The plan will undoubtedly distinguish Maine nationally and internationally for its commitments, but what will it mean for local leaders here along the coast? And how will the Island Institute step up to bring these recommendations to life?
- Sets a sea level rise planning target for 2050: 1.5 feet
- Identifies the huge cost to residents and businesses of not addressing sea level rise and storm surge over the next 30 years: $17.5B and 21,000 jobs lost
- Recognizes broadband infrastructure as a foundational issue of equity
- Makes it easier for marine businesses to access information, resources, and tools to reduce carbon pollution and adapt to a changing environment
- Explicitly includes ferries as part of the state’s work to accelerate the electrification of the transport sector
- Prioritizes meaningful consultation with stakeholders, including Maine’s fishing industry, in the development of offshore wind
- Commits to providing robust technical assistance and funding to communities to implement the plan
The climate action plan is significant not only because of the issues it tackles, but the way in which the plan itself was developed. As an organization which believes strongly that “the outcome is only as good as the process that led to it” and that “the smartest person in the room is the room itself,” we believe that the plan was built in a way that will increase its long-term durability and impact.
More than 230 Mainers, representing different geographies, industries, and political perspectives, engaged in the working group process. As part of their three-year appointments, Council and working group members will continue to engage in this work, reviewing progress, troubleshooting, and recommending actions that will deepen the State’s leadership. This is not a case of “set it and forget it” or a “report on the shelf.”
Importantly, the plan reflects the State’s growing commitment to equity. The University of Maine’s Mitchell Center, with input from a subcommittee that included the Island Institute’s Chief Community Development Officer Suzanne MacDonald, was tapped to develop an equity framework for evaluating recommendations with an eye towards who might benefit and who might be unintentionally burdened or left behind.
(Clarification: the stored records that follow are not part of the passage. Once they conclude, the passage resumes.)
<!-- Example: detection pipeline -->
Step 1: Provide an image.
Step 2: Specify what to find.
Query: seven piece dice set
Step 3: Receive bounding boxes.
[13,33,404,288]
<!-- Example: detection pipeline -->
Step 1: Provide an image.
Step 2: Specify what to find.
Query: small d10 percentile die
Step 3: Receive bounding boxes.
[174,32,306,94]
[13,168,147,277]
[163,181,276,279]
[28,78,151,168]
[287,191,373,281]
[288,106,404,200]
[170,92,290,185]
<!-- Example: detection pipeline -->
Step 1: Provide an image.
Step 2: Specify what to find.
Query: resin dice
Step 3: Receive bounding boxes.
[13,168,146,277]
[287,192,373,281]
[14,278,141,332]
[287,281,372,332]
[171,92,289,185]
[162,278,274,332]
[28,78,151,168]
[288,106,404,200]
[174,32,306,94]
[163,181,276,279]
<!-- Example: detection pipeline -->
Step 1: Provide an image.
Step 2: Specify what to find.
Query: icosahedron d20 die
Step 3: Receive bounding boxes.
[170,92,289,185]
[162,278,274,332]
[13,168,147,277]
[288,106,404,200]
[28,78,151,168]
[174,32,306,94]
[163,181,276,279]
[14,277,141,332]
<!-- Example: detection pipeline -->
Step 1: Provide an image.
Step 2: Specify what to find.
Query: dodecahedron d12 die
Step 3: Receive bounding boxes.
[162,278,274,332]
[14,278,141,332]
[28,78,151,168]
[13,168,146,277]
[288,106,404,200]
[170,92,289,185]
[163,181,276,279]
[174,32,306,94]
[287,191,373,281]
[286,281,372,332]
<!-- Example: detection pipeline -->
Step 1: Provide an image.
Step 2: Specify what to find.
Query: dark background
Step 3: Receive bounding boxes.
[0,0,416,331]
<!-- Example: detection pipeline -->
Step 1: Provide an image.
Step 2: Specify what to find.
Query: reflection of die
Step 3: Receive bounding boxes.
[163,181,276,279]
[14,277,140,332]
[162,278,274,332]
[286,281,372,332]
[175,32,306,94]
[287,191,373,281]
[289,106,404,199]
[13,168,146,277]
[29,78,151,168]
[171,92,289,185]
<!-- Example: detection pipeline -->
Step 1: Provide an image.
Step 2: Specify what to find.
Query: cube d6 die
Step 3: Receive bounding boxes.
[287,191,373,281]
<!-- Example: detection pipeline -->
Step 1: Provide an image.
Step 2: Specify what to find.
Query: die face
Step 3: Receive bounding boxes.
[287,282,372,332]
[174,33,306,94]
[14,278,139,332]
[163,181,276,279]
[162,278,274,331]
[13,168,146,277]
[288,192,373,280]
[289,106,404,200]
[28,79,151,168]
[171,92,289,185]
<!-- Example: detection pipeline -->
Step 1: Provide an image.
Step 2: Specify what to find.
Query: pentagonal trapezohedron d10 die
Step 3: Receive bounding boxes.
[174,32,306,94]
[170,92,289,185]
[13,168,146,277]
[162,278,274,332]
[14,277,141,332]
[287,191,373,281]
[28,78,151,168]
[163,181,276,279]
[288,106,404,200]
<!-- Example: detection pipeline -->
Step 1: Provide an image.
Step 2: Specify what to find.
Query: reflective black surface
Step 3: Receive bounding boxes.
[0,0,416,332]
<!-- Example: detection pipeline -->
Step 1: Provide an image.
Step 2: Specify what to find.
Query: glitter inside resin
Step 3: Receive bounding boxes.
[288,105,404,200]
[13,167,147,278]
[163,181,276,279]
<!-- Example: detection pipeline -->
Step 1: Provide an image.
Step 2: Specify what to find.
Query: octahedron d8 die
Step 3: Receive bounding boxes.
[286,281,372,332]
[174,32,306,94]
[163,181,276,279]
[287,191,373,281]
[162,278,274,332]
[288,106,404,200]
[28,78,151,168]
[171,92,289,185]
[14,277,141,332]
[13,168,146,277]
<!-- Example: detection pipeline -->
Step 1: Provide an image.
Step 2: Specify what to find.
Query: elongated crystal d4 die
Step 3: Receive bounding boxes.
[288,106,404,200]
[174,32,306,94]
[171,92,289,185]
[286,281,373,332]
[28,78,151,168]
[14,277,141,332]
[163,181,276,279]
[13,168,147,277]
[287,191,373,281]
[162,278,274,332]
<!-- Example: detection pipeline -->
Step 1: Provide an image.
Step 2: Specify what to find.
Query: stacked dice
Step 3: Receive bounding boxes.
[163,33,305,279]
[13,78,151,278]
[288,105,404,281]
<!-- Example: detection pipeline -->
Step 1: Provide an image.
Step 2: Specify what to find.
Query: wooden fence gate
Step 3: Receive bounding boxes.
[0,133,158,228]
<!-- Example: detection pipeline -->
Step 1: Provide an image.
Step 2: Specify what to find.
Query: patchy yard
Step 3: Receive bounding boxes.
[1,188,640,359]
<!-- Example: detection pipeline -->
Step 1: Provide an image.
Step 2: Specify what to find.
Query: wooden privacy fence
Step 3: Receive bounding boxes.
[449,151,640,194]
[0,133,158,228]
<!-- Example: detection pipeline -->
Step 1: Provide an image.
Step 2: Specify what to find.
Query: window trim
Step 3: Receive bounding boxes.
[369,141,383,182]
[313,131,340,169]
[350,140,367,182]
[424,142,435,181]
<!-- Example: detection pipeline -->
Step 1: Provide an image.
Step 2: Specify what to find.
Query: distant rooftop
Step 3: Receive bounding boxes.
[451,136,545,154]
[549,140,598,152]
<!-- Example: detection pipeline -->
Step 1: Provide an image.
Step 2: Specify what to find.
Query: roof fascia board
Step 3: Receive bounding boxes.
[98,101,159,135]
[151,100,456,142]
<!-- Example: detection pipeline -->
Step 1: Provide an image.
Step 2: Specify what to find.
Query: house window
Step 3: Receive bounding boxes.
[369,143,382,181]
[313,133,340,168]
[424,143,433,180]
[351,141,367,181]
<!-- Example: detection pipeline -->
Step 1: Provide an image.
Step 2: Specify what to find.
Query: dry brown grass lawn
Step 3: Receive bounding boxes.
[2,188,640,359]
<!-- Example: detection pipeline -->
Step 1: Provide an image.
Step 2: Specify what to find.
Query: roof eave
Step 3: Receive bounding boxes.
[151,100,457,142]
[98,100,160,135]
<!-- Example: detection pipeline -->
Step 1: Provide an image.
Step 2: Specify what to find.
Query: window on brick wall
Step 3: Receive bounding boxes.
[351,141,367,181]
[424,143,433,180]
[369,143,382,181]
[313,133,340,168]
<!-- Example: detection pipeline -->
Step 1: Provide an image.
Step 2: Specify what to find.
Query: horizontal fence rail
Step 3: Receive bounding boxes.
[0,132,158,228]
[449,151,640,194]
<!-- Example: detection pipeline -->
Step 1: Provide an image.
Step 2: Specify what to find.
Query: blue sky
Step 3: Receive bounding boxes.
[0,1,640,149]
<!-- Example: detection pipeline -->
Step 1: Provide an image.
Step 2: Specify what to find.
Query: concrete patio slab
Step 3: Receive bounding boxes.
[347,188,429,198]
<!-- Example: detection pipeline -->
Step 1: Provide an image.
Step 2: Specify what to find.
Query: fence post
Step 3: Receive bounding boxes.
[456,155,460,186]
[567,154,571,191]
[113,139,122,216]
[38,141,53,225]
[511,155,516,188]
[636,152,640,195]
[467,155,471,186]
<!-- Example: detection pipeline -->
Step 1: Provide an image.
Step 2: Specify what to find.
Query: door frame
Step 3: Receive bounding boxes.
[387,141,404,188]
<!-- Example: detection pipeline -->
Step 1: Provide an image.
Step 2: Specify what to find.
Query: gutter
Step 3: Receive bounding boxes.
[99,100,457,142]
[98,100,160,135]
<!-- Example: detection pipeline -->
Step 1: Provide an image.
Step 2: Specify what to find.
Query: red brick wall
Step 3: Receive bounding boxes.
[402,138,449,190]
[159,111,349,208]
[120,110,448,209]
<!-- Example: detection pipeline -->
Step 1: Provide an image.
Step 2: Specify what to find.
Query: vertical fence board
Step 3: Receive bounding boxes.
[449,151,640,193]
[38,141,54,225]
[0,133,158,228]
Rural communities are considered in the framework as a “geographic vulnerability.” The Institute’s work with energy efficiency work in rural communities, for example, shows why it’s important to design energy efficiency programs that meet the specific challenges of rural communities, insights that we presented to one of the working groups. The plan’s attention to equity and the inclusion of rural, natural-resource dependent communities is a major step towards cementing the idea that rural communities matter and that policy can be designed with rural communities in mind.
As we collectively took a moment (just a moment) to exhale and let ourselves express gratitude and joy for a job well done on December 1st, it was impossible to stop our minds from turning back to implementation and the work at hand. Leveraging the insights that our four staff members gained from participating in the Council’s working groups and subcommittees, and reflecting on the State’s evolving implementation plan, the Island Institute is investing in a series of strategies to bring the plan’s recommendations to life.
Our work in the months ahead will demonstrate that the plan’s recommendations are actionable and scalable. We’ll do this through pilot projects that focus on areas where climate intersects with some of the most defining elements of the Maine coast—the marine economy, islands, and our waterfront infrastructure. We will draw on our long history of enhancing capacity in some of the state’s smallest communities, as well as on existing and emerging partnerships, to help the coast respond to—and even lead on—climate change. We are committed to building off of the State’s equity framework to ensure that underrepresented and overburdened Mainers are included in and benefit from our work.
As the storm’s rains and winds subsided and the sun rose on a brisk morning on December 2nd, we ventured out to survey the damage. We saw utility crews lining many of the streets in Midcoast, and just like the climate action plan’s release the day before left us thinking about the work ahead, they were readying equipment, dispatching teams, and rolling up their sleeves.
A quiet reminder to us all that it’s time to get to work.